Mike Steenhoek, Executive Director, Soy Transportation Coalition, testified: "Unfortunately, while Brazil and other countries are aggressively investing in their infrastructure, we remain anemic in investing in ours. It can be accurately stated that the U.S. is more a spending nation, not an investing nation. A high percentage of taxpayer dollars are used to meet immediate wants and needs, rather than providing dividends to future generations."
Robert Dolence, Vice President, Leonardo Technologies Inc. (LTI), added: "It is also interesting to note, in other work by LTI, it has been forecasted that even with sustained low natural gas prices (maintaining less than $4/MMBTU natural gas cost levels for 50 plus years) coal maintains a significant role in electric power generation, industrial and commercial use, and exports with a total coal demand staying above the 1 billion tons per year level for the next 50 years.

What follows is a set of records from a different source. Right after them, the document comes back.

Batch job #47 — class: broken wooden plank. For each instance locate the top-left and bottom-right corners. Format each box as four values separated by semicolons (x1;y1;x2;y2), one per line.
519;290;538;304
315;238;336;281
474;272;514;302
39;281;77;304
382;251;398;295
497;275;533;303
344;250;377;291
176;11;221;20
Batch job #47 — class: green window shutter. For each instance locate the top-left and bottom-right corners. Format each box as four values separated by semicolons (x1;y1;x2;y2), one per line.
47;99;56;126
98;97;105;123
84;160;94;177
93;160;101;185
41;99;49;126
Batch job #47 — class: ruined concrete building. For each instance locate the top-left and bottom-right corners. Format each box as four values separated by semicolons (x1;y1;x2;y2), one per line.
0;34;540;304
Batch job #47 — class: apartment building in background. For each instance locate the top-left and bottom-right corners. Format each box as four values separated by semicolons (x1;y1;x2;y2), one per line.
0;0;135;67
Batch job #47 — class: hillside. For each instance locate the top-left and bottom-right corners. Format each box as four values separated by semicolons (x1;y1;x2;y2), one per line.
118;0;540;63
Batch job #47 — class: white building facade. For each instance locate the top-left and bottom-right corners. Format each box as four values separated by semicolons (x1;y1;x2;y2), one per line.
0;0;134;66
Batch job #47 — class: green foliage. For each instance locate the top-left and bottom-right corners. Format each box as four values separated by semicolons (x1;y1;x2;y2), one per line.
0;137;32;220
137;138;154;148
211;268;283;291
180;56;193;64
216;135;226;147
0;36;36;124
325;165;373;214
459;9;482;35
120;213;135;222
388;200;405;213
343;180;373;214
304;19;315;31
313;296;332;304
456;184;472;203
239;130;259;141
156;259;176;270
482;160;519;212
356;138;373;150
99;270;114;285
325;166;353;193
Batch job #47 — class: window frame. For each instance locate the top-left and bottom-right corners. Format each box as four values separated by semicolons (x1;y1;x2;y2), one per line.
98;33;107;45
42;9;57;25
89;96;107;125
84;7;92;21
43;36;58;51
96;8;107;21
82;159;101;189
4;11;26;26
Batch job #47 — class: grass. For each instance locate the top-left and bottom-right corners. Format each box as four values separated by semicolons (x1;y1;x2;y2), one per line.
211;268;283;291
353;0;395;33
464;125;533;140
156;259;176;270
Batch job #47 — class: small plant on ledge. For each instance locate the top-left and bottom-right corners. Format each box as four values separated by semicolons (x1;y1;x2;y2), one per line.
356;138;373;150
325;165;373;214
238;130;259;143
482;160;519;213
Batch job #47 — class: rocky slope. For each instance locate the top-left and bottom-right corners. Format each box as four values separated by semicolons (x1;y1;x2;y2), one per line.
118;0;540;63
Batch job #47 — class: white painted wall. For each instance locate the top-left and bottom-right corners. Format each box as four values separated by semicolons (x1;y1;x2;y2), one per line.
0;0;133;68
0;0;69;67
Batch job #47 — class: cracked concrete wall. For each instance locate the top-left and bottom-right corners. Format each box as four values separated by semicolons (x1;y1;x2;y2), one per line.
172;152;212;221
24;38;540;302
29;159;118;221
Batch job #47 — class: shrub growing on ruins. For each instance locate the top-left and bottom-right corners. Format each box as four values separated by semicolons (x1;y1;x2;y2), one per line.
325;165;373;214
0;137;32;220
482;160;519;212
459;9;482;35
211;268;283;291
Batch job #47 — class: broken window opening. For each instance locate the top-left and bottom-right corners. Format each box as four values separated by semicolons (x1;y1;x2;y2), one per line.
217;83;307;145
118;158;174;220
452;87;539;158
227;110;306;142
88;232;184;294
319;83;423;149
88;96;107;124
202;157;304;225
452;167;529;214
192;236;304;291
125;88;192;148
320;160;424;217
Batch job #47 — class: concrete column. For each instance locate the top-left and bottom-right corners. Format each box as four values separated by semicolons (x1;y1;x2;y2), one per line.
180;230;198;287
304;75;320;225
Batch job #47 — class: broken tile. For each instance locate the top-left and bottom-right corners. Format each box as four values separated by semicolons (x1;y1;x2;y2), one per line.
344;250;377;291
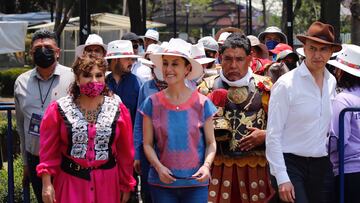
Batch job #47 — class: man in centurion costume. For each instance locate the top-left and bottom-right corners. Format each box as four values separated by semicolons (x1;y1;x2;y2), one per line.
207;33;274;203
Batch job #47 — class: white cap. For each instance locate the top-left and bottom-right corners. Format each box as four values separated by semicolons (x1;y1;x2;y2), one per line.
150;38;203;80
75;34;107;57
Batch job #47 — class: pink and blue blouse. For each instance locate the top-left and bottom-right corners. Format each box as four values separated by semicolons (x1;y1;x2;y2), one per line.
140;91;217;188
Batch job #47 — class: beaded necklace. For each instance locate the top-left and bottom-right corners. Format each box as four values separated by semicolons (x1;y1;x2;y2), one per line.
76;100;101;123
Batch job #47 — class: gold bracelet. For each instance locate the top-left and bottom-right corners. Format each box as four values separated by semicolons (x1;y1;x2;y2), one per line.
203;162;211;170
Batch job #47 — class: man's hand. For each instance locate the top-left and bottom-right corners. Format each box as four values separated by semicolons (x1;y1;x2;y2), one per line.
192;165;211;182
134;160;141;175
120;192;130;203
156;165;176;184
279;182;295;202
41;184;56;203
240;127;266;151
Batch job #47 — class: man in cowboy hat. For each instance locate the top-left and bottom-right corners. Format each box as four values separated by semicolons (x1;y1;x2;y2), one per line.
205;33;274;203
266;22;342;203
75;34;107;57
105;40;142;123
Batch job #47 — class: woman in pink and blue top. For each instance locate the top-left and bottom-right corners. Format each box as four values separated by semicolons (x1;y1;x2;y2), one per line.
328;45;360;203
140;39;216;203
36;58;136;203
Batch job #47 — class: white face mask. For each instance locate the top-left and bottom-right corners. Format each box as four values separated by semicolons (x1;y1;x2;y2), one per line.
219;68;253;87
154;68;164;81
138;45;145;56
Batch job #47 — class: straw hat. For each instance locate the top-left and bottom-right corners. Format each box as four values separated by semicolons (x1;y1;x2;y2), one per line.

Based on the combined detailed modeling performed, LTI concludes the Ohio River Navigation System is a vital component to ensuring safe, reliable, low cost, domestic energy -- including electricity -- to our country."
Major General John Peabody, Mississippi River Valley Division, U.S. Army Corps of Engineers, testified: "Catastrophic failure of a lock or dam at a high-volume point along one of the major waterways would have significant economic consequences because other transportation modes generally lack the capacity to either quickly or fully accommodate the large volume of cargo moved on the inland waterways. Therefore, cost and congestion of other modes (mostly rail) could be greatly affected and some cargoes may be delayed for extended periods. For example, the Corps extended a planned 18 day closure at Greenup Locks in 2006 when extensive deterioration of the miter gates was discovered.
This lengthy, unplanned delay cost shippers over $40 million and several utilities came within days of having to shut down due to exhausted supplies of coal."